【福澤武氏・講演】日本企業文化へのパラダイム転換(その7)

東洋経済新報社主催フォーラム
「理念重視型経営が創る成長基盤とリスク管理」より
講師:福澤武

その6からの続き)

●技術の発達に伴う細分化

 今からもうかれこれ60年ほど前の1949年、「ゲーテ生誕200年祭」がコロラド州のアスペンというところで行われました。そこで、シカゴ大学のハッチンスという総長が演説をしまして、「今の時代、現代は瑣末な専門家によって脅威にさらされている。古典に親しみ、自立的に物事を判断できる人間を育てる必要がある」と話されたのです。まさにハッチンス総長がそう言った通り、今の世の中は本当に瑣末化しています。これは、ある程度やむを得ません。技術が発達すれば、物事は段々と細分化していくわけです。
 もちろん技術部門だけではありません。社会科学の部門においても非常に瑣末化していますね。会社でもいろいろな部門が細分化されてきて、その専門家が必要になってきているわけです。しかし専門家は、視野が狭くなる危険性がありますから、その専門家の知識を使って統合的に物事を考える人がいないと、どんどんおかしなことになります。
 サブプライム問題なんてそうじゃないですか。あの専門家たちがいろんなことを考えてやった挙句がああいう問題になったわけですよね。だからハッチンス教授が言っていた、瑣末化された専門家によって脅威にさらされている。まさにそうですね。ですから企業が普段からそういうことに対してどう対応していくか、少なくとも自分の企業の中でどうしたらいいかということを考えていかなければならないのではないでしょうか。

 ですからCSRですが、私にしてみれば隠語だか符丁だか、こんなものやたらに使うから分かりにくいのですが、これは企業の社会的責任ということではないでしょうか。これは普通のことを当たり前の言葉で考えればいいのではないかと思います。そういうことが欠如してくると、段々とおかしなことになってくるのではないか、私はそういう風に思うのです。
 21世紀はコスト高の時代だと思っています。例えばさっき申し上げた環境問題。これもコストがかかります。いろんな点で環境に配慮してやっていくとコストがかかるのです。それから従業員についても、少子高齢化対策。女性が出産・子育てをしやすくする。そうすると産休が必要になってくるわけでしょう。やはりどうしたってコスト高になってくる。しかし、これも今の世の中で企業が責任を負わなければならないわけです。そういうことを考えていくと、この今の時代、やはり企業の責任は非常に重い。ものすごく難しい時代です。それをどうやって乗り越えていくか。これを考えていかなければなりません。それが今の時代であろうと私は考えているわけです。

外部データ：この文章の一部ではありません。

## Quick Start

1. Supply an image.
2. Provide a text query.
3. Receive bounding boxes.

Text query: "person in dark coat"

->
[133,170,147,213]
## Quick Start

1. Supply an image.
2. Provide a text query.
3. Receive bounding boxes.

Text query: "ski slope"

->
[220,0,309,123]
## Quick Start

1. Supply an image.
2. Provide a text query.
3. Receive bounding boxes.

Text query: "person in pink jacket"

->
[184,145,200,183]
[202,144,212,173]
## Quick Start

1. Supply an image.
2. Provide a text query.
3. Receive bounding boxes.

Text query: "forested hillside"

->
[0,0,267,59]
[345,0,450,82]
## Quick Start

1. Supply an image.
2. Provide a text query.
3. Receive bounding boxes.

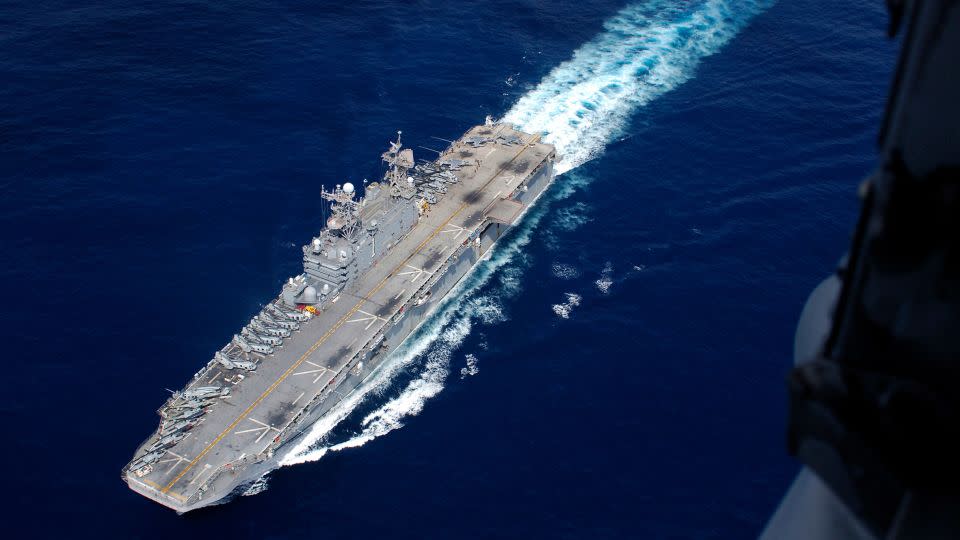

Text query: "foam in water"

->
[551,293,583,319]
[503,0,772,174]
[281,0,771,472]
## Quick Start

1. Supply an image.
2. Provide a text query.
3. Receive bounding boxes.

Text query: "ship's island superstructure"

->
[123,119,556,512]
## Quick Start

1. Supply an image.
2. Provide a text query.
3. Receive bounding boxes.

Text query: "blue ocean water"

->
[0,0,895,539]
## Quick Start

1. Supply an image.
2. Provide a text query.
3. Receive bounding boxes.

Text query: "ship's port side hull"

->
[125,125,554,512]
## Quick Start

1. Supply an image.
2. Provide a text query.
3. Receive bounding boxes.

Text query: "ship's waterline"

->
[123,121,556,512]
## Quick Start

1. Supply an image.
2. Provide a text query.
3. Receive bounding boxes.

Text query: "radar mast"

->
[381,131,416,199]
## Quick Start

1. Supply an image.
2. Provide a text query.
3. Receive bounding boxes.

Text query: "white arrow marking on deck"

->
[293,360,330,382]
[347,308,388,330]
[394,264,433,282]
[440,223,466,240]
[187,463,211,486]
[157,450,190,474]
[234,418,280,443]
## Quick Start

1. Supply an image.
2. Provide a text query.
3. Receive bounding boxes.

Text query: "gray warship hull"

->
[122,123,556,513]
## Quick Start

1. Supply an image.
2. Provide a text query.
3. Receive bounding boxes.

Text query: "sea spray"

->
[281,0,772,465]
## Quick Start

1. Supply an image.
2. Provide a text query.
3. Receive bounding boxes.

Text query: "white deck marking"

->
[347,309,387,330]
[187,463,213,486]
[440,223,467,239]
[234,418,280,443]
[157,450,190,474]
[394,264,433,282]
[291,360,330,384]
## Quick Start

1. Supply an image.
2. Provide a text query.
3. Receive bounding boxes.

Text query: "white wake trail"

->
[280,0,772,465]
[503,0,772,174]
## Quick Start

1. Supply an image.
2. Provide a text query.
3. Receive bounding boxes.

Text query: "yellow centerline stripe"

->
[161,133,537,495]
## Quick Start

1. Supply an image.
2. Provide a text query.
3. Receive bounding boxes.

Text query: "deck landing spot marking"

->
[346,309,387,330]
[157,450,190,474]
[234,417,280,443]
[396,264,433,282]
[188,463,212,488]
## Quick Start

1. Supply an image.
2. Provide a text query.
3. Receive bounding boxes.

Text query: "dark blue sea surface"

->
[0,0,896,539]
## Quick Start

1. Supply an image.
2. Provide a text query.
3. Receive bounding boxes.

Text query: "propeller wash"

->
[122,0,772,512]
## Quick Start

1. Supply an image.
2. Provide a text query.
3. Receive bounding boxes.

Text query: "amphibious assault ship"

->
[122,118,556,512]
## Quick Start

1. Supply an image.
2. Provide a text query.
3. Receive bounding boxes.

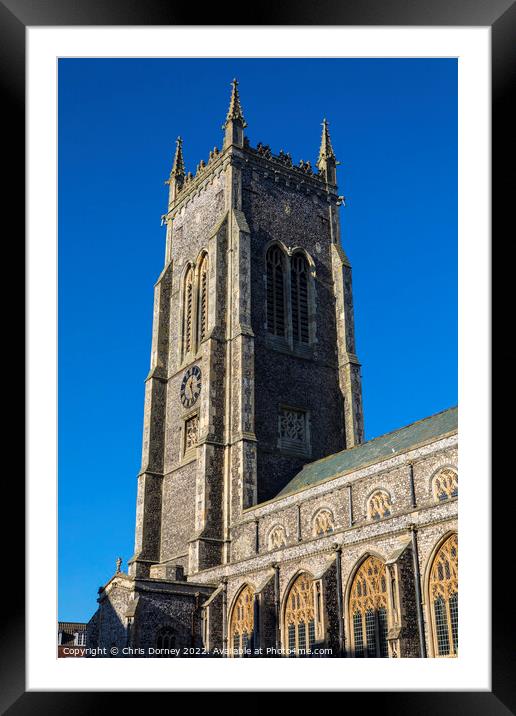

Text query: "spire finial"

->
[170,137,185,179]
[222,78,247,129]
[317,117,336,168]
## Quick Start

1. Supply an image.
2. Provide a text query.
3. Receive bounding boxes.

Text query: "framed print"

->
[5,0,516,714]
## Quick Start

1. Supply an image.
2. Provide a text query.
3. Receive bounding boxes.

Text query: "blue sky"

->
[58,59,457,621]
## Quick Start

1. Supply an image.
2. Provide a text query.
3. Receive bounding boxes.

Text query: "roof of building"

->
[278,406,458,497]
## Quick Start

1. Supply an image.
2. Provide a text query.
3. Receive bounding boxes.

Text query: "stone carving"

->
[267,525,287,550]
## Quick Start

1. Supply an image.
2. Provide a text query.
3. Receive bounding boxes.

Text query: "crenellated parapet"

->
[167,80,338,211]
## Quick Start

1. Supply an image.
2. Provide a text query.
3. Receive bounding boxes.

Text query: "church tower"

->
[130,80,363,578]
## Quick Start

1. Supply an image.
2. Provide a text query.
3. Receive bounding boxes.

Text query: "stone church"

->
[87,80,458,658]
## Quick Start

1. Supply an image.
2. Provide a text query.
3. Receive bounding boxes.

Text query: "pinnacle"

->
[224,79,247,128]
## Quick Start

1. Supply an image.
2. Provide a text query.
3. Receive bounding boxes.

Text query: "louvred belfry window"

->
[198,255,208,343]
[349,557,389,658]
[290,253,310,343]
[429,534,459,656]
[267,246,285,337]
[183,268,193,355]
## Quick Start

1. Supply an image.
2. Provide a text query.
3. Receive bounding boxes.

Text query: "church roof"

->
[277,407,458,497]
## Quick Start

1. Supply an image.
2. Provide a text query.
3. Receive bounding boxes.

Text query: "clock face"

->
[181,365,201,408]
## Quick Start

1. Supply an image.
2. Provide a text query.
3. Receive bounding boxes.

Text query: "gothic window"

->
[285,573,316,656]
[74,631,86,646]
[267,525,287,550]
[267,246,286,337]
[312,509,335,537]
[183,267,193,356]
[156,627,176,658]
[230,586,254,657]
[197,254,208,343]
[290,253,310,343]
[432,467,459,502]
[278,407,310,455]
[184,415,199,453]
[429,534,459,656]
[367,490,392,520]
[349,557,388,658]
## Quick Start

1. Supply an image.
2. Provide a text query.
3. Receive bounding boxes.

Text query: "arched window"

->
[429,534,459,656]
[290,253,310,343]
[156,627,176,658]
[285,573,315,656]
[267,246,286,337]
[367,490,392,520]
[312,509,335,537]
[349,557,389,657]
[229,586,254,657]
[267,525,287,550]
[197,254,208,343]
[183,267,193,356]
[432,467,459,502]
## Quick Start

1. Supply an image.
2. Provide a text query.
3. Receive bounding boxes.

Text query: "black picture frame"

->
[4,0,510,716]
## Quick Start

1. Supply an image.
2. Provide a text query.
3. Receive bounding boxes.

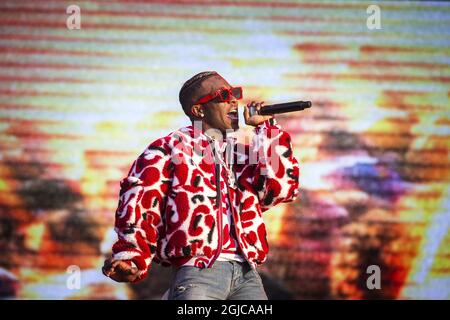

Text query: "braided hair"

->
[178,71,219,119]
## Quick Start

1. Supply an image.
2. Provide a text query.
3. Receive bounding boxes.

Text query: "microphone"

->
[249,101,312,117]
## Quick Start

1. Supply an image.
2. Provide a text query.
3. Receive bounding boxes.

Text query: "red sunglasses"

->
[194,87,242,104]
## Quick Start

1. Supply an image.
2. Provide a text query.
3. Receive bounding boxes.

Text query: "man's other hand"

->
[102,258,138,282]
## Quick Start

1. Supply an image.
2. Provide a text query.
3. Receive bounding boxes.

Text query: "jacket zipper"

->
[227,185,255,269]
[208,158,223,268]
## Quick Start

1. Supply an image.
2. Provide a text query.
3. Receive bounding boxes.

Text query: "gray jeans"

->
[168,261,267,300]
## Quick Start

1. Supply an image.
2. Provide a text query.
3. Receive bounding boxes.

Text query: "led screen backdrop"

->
[0,0,450,299]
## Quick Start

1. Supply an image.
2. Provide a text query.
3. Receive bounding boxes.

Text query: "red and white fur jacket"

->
[113,118,299,281]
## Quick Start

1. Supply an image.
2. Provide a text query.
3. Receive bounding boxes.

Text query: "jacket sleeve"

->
[112,139,171,281]
[246,118,299,211]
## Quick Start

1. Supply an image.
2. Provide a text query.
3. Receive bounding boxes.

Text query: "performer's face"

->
[196,76,239,134]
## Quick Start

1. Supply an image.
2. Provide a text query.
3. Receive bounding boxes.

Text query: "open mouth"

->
[227,109,239,120]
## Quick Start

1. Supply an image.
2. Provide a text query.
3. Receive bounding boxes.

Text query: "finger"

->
[128,268,139,275]
[111,260,122,269]
[256,101,264,111]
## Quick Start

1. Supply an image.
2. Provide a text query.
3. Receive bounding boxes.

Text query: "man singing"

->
[103,71,299,300]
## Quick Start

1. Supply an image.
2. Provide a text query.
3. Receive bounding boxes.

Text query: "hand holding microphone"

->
[244,101,312,126]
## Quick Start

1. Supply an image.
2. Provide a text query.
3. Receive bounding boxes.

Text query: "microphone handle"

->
[258,101,311,115]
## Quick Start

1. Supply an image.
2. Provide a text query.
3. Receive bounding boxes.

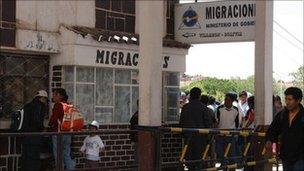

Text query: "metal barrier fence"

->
[160,127,277,171]
[0,126,277,171]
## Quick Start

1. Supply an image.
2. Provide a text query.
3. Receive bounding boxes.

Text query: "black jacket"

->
[22,99,46,132]
[266,105,304,162]
[179,100,212,128]
[130,111,138,142]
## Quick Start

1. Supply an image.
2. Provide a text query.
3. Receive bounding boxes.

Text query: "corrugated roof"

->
[64,26,191,49]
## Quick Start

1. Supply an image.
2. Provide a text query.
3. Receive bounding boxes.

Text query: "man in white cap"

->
[80,121,105,169]
[21,90,48,171]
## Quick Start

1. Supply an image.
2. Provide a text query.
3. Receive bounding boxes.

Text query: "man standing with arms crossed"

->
[266,87,304,171]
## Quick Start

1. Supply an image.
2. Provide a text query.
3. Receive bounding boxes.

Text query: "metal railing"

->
[0,126,277,171]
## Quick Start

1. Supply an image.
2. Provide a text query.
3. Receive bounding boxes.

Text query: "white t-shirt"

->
[80,135,104,161]
[217,105,239,129]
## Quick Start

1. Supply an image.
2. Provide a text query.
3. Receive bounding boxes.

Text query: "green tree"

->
[290,66,304,90]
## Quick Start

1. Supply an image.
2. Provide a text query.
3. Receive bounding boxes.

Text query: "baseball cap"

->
[239,91,248,96]
[90,120,99,129]
[35,90,48,98]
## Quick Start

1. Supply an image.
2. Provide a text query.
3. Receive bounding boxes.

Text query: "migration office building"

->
[0,0,190,170]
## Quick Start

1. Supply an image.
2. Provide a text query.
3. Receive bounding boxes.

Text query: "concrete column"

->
[136,0,164,126]
[255,0,273,125]
[136,0,164,171]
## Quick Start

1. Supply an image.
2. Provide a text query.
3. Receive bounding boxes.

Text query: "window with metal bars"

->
[95,0,178,39]
[95,0,135,33]
[0,53,49,118]
[0,0,16,47]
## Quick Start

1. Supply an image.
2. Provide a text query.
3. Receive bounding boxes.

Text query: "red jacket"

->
[49,103,64,132]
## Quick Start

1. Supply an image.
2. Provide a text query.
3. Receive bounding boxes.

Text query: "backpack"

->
[60,103,84,131]
[11,109,24,132]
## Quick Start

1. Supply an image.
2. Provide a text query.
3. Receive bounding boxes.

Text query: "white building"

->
[0,0,190,129]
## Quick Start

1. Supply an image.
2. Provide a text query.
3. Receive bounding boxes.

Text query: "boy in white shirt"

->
[80,121,105,168]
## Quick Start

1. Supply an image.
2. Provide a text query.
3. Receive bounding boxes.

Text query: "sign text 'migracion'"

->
[96,50,170,68]
[206,3,256,20]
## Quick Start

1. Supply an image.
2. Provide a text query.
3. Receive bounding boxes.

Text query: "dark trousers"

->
[21,137,41,171]
[185,135,206,170]
[86,159,99,168]
[283,159,304,171]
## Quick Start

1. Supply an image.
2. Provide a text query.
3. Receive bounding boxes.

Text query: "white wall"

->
[16,0,95,32]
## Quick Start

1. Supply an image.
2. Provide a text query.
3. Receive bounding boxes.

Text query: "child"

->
[80,121,105,168]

 つかみどころのないような話だったと思いますが、この話から皆さんそれぞれ何か一つぐらい参考になったことがあれば、それを今後に生かしていただければ幸いです。
(終)
福澤武(ふくざわ・たけし)
慶應義塾大学法学部卒業後、1994年より三菱地所株式会社・取締役社長、2001年より同取締役会長、2007年より取締役相談役を経て現職。同相談役を務める傍ら、大手町・丸の内・有楽町地区再開発計画推進協議会会長、千代田区教育委員、日本アスペン研究所理事など幅広く活動。著書に『「丸の内」経済学』(PHP研究所)など。